И то же самое можно сказать и про учение о гармонии, и про оптику: и та и другая рассматривает [свой предмет] не поскольку он зрение или звук, а поскольку это линии и числа, которые, однако, суть их собственные свойства. И точно так же механика. Поэтому если, полагая что-то обособленно от привходящих свойств, рассматривают его, поскольку оно таково, то не получится никакой ошибки, как и в том случае, когда чертят на земле и объявляют длиною в одну стопу линию, которая этой длины не имеет: ведь в предпосылках здесь нет ошибки.
И лучше всего можно каждую вещь рассмотреть таким образом: полагая отдельно то, что отдельно не существует, как это делает исследователь чисел и геометр. В самом деле, человек, поскольку он человек, един и неделим, и исследователь чисел полагает его как единого неделимого и затем исследует, что свойственно человеку, поскольку он неделим. Геометр же рассматривает его не поскольку он человек и не поскольку он неделим, а поскольку он имеет объем. Ведь ясно, что то, что было бы присуще человеку, даже если бы он случайно не был неделим, может быть присуще ему и без этого Вот почему геометры говорят правильно и рассуждают о том, что на деле существует, и их предмет — существующее, ибо сущее имеет двоякий смысл — как осуществленность и как материя.

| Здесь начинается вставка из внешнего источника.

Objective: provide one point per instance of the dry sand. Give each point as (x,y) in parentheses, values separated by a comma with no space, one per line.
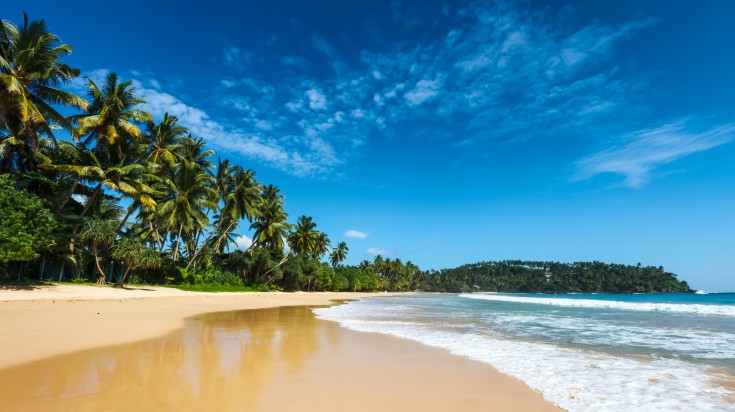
(86,348)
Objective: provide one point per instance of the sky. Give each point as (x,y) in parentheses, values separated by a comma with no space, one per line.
(451,132)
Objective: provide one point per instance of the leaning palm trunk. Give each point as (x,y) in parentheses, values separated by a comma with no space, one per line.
(176,245)
(66,199)
(285,258)
(124,278)
(216,245)
(101,273)
(127,216)
(90,200)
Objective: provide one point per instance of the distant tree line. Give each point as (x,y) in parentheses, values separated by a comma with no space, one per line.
(554,277)
(129,198)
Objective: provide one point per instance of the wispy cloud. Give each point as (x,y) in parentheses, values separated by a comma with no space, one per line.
(481,74)
(355,234)
(643,151)
(382,252)
(315,158)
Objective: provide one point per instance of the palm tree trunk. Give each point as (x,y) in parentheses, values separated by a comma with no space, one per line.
(121,283)
(178,237)
(100,272)
(216,245)
(61,271)
(276,267)
(43,266)
(66,199)
(96,192)
(130,212)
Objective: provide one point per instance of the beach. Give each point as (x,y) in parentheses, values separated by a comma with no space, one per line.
(186,350)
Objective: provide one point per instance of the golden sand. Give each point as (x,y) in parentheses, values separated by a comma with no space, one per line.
(276,359)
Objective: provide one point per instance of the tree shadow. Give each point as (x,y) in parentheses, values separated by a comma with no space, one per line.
(23,286)
(136,288)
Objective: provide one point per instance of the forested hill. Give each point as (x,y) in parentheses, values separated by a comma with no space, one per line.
(554,277)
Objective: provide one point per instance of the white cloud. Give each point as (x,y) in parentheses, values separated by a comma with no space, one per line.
(424,90)
(355,234)
(317,100)
(243,242)
(645,150)
(382,252)
(317,158)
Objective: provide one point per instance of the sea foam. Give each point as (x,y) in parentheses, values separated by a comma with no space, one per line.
(576,380)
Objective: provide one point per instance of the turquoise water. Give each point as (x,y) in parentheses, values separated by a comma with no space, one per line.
(583,352)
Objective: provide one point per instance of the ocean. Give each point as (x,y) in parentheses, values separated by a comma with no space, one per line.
(583,352)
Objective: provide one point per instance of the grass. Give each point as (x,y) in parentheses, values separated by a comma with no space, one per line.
(219,288)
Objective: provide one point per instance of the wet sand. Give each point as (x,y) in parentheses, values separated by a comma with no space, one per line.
(277,359)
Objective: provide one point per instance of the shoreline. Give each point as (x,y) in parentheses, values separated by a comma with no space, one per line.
(48,327)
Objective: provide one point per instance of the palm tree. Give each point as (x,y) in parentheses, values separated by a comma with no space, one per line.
(164,142)
(184,206)
(98,233)
(302,240)
(132,253)
(79,163)
(193,150)
(121,175)
(321,245)
(270,226)
(30,73)
(240,193)
(339,254)
(110,120)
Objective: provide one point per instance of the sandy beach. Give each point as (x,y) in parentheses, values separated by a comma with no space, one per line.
(207,356)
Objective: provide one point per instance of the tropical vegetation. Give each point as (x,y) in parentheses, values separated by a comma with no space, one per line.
(110,194)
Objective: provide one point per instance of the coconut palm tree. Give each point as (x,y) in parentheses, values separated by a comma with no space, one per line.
(110,121)
(164,141)
(321,245)
(30,76)
(97,234)
(132,253)
(183,209)
(339,254)
(302,240)
(270,226)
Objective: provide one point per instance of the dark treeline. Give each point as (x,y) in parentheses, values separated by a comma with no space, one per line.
(126,198)
(555,277)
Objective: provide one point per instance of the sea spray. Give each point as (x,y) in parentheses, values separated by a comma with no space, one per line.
(576,360)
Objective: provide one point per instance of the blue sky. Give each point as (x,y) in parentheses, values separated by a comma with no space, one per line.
(447,132)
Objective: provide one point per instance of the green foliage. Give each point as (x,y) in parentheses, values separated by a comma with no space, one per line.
(224,288)
(555,277)
(25,224)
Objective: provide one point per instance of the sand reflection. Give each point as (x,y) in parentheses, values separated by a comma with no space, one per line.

Так как благое и прекрасное не одно и то же (первое всегда в деянии, прекрасное же — и в неподвижном), то заблуждаются то, кто утверждает, что математика ничего не говорит о прекрасном или благом. На самом же деле она говорит прежде всего о нем и выявляет его. Ведь если она не называет его по имени, а выявляет его свойства (ergd) и соотношения, то это не значит, что она не говорит о нем. А важнейшие виды прекрасного — это слаженность, соразмерность и определенность, математика больше всего и выявляет именно их. И так как именно они (я имею в виду, например, слаженность и определенность) оказываются причиной многого, то ясно, что математика может некоторым образом говорить и о такого рода причине — о причине в смысле прекрасного. Яснее мы скажем об этом в другом месте.
ГЛАВА ЧЕТВЕРТАЯИтак, о том, что математические предметы — это сущее и в каком смысле они сущее, а также в каком смысле они первее и в каком нет, — об этом довольно сказанного. Что же касается идей, то прежде всего следует рассмотреть само учение об идеях, не связывая их с природой чисел, а так, как их с самого начала понимали те, кто впервые заявил, что есть идеи. К учению об эйдосах пришли те, кто был убежден в истинности взглядов Гераклита, согласно которым все чувственно воспринимаемое постоянно течет; так что если есть знание и разумение чего-то, то помимо чувственно воспринимаемого должны существовать другие сущности (physeis), постоянно пребывающие, ибо о текучем знания не бывает. С другой стороны, Сократ исследовал нравственные добродетели и первый пытался давать их общие определения (ведь из рассуждавших о природе только Демокрит немного касался этого и некоторым образом дал определения теплого и холодного; а пифагорейцы — раньше его — делали это для немногого, определения чего они сводили к числам, указывая, например, что такое удобный случай, или справедливость, или супружество. Между тем Сократ с полным основанием искал суть вещи, так как он стремился делать умозаключения, а начало для умозаключения — это суть вещи: ведь тогда еще не было диалектического искусства, чтобы можно было, даже не касаясь сути, рассматривать противоположности, а также познает ли одна и та же наука противоположности; и в самом деле, две вещи можно по справедливости приписывать Сократу — доказательства через наведение и общие определения: и то и другое катается начала знания). Но Сократ не считал отделенными от вещей ни общее, ни определения. Сторонники же идей отделили их и такого рода сущее назвали идеями, так что, исходя почти из одного и того же довода, они пришли к выводу, что существуют идеи всего, что сказывается как общее, и получалось примерно так как если бы кто, желая произвести подсчет, при меньшем количестве вещей полагал, что это будет ему не по силам, а увеличив их количество, уверовал, что сосчитает. В самом деле, эйдосов, можно сказать, больше, чем единичных чувственно воспринимаемых вещей, в поисках причин для которых они от вещей пришли к эйдосам, ибо для каждого [рода] есть у них нечто одноименное, и помимо сущностей имеется единое во многом для всего другого — и у окружающих нас вещей, и у вечных.